Okonjo Iweala said that a return to the old order was unlikely, but trade would remain essential. Georgieva agreed, saying global trade would continue, albeit in a different form.

Georgieva warned that AI would accelerate economic transformation at an unprecedented speed. The IMF expects 60 percent of jobs to be affected by AI, either enhanced or displaced, with entry-level roles and middle-class workers facing the greatest pressure.

Lagarde warned that without cooperation, capital and data flows would suffer, undermining productivity and growth.

Al-Jadaan said that power dynamics had always shaped global relations, but dialogue remained essential. “The fact that thousands of leaders came here says something,” he said. “Some things cannot be done alone.”

In another session titled Geopolitical Risks Outlook for 2026, former US Democratic representative Jane Harman said that because of AI, the world was safer in some ways but worse off in others.

“I think AI can make the world riskier if it gets in the wrong hands and is used without guardrails to kill all of us. But AI also has enormous promise.
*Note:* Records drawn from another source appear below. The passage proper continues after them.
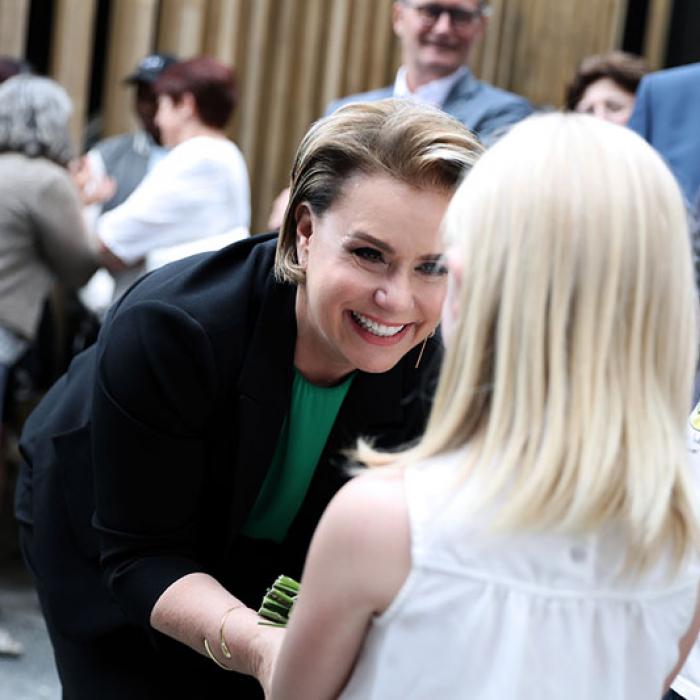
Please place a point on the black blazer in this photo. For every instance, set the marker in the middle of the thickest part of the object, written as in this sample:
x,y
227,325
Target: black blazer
x,y
176,414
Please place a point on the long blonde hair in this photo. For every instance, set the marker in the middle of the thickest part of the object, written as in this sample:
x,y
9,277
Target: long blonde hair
x,y
570,365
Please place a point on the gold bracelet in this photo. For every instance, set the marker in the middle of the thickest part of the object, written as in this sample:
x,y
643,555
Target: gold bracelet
x,y
212,657
224,647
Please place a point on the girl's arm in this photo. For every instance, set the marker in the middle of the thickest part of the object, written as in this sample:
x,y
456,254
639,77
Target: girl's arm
x,y
685,644
358,560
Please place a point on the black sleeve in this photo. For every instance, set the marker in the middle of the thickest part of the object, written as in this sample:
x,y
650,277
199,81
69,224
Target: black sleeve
x,y
153,397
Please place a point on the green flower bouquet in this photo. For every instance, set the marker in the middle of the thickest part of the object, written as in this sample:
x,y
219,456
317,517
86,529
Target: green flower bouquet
x,y
278,602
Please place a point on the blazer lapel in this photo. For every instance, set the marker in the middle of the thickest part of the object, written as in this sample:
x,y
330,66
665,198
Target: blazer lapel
x,y
263,396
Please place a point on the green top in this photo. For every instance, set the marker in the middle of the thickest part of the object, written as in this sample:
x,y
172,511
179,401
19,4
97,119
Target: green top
x,y
304,433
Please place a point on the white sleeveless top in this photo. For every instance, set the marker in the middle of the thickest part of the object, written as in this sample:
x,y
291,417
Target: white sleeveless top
x,y
527,616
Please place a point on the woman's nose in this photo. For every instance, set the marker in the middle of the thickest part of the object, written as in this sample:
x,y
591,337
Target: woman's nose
x,y
396,294
443,23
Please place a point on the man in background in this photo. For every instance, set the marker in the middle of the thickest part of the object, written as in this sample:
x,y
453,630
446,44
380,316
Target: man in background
x,y
127,158
666,115
436,40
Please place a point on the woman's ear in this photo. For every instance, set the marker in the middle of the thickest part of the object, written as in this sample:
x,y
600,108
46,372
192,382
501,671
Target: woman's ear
x,y
305,228
189,104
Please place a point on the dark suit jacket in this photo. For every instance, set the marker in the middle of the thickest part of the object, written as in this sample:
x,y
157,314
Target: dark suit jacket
x,y
176,412
666,115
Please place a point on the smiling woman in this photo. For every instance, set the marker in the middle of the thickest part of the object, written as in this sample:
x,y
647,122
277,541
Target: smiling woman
x,y
217,404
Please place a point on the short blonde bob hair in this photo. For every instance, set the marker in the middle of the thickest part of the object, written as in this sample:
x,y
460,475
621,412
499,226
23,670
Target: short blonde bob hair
x,y
570,365
415,144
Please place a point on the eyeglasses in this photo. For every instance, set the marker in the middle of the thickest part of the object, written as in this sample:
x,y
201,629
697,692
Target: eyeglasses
x,y
460,17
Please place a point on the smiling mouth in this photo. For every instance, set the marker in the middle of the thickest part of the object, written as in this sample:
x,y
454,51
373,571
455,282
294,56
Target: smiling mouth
x,y
381,330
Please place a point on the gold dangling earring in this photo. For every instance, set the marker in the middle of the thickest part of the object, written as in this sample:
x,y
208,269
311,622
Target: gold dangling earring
x,y
422,349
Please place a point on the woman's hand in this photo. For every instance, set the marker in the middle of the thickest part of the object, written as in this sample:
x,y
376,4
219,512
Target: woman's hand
x,y
92,188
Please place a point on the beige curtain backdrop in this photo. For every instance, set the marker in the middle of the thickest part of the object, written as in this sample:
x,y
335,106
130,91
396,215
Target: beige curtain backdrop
x,y
293,56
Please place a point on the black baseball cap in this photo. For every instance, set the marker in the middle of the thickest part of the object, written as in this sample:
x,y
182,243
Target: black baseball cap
x,y
150,68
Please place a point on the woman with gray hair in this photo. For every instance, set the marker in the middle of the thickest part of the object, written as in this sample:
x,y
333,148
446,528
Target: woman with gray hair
x,y
43,236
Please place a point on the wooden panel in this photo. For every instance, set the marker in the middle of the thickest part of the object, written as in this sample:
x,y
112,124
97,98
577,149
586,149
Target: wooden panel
x,y
533,47
14,15
181,27
131,37
71,56
657,32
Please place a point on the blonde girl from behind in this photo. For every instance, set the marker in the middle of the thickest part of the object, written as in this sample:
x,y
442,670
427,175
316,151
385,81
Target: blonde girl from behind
x,y
540,541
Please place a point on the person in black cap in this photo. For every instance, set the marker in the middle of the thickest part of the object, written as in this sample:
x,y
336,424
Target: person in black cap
x,y
127,158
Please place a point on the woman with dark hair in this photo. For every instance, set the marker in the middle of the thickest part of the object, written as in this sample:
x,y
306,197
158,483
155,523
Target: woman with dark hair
x,y
605,86
184,460
198,196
AI may be a development tool that moves the third world ahead faster than our world, which has pretty messy politics,” she said.

American economist Eswar Prasad said that currently the world was in a “doom loop.”

Prasad said that the global economy was stuck in a negative-feedback loop and economics, domestic politics and geopolitics were only bringing out the worst in each other.

“Technology could lead to shared prosperity but what we are seeing is much more concentration of economic and financial power within and between countries, potentially making it a destabilizing force,” he said.

Prasad predicted that AI and tech development would impact growing economies the most. But he said that there was uncertainty about whether these developments would create job opportunities and growth in developing countries.

Professor of international political economy at the University of New South Wales in Australia, Elizabeth Thurbon, said that China was driving a Green Energy transition in a way that should be modeled by the rest of the world.

“The Chinese government is using the Green Energy Transition to boost energy security and is manufacturing its own energy to reduce reliance on fossil fuel imports,” she explained.

Thurbon said that China was using this transition to boost economic security, social security and geostrategic security. She viewed this as a huge security-enhancing opportunity and every country had the ability to use the energy transition as a national security multiplier. 

“We are seeing an enormous dynamism across emerging market economies driven by China. This boom loop is being driven by enormous investments in green energy. Two-thirds of global investment flowing into renewable energy is driven largely by China,” she said.

Thurbon said that China was taking an interesting approach to building relationships with countries by putting economic engagement on the forefront of what they had to offer.

“China is doing all it can to ensure economic partnership with emerging economies are productive. It’s important to approach alliances as not just political alliances but investment in economy, future and the flourishment of a state,” she said.

The panel criticized global economic treaties and laws, and expressed the need for immediate reforms in economic governing bodies.

“If you are a developing economy, the rules of the WTO, for example, are not helpful for you to develop. A lot of the rules make it difficult to pursue an economic development agenda. These regulations are not allowing the economies to grow,” Thurbon said.

“Serious reform must be made in international trade agreements, economic bodies and rules and guidelines,” she added.

Prasad echoed this sentiment and said there was a need for national and international reform in global economic institutions.

“These institutions are not working very well so we can reconfigure them or rebuild them from scratch. But unfortunately the task of rebuilding falls into the hands of those who are shredding them,” he said.

WEF attendees were invited to join the Global Collaboration and Growth meeting to be held in Saudi Arabia in April 2026 to continue addressing the complex global challenges and engage in dialogue.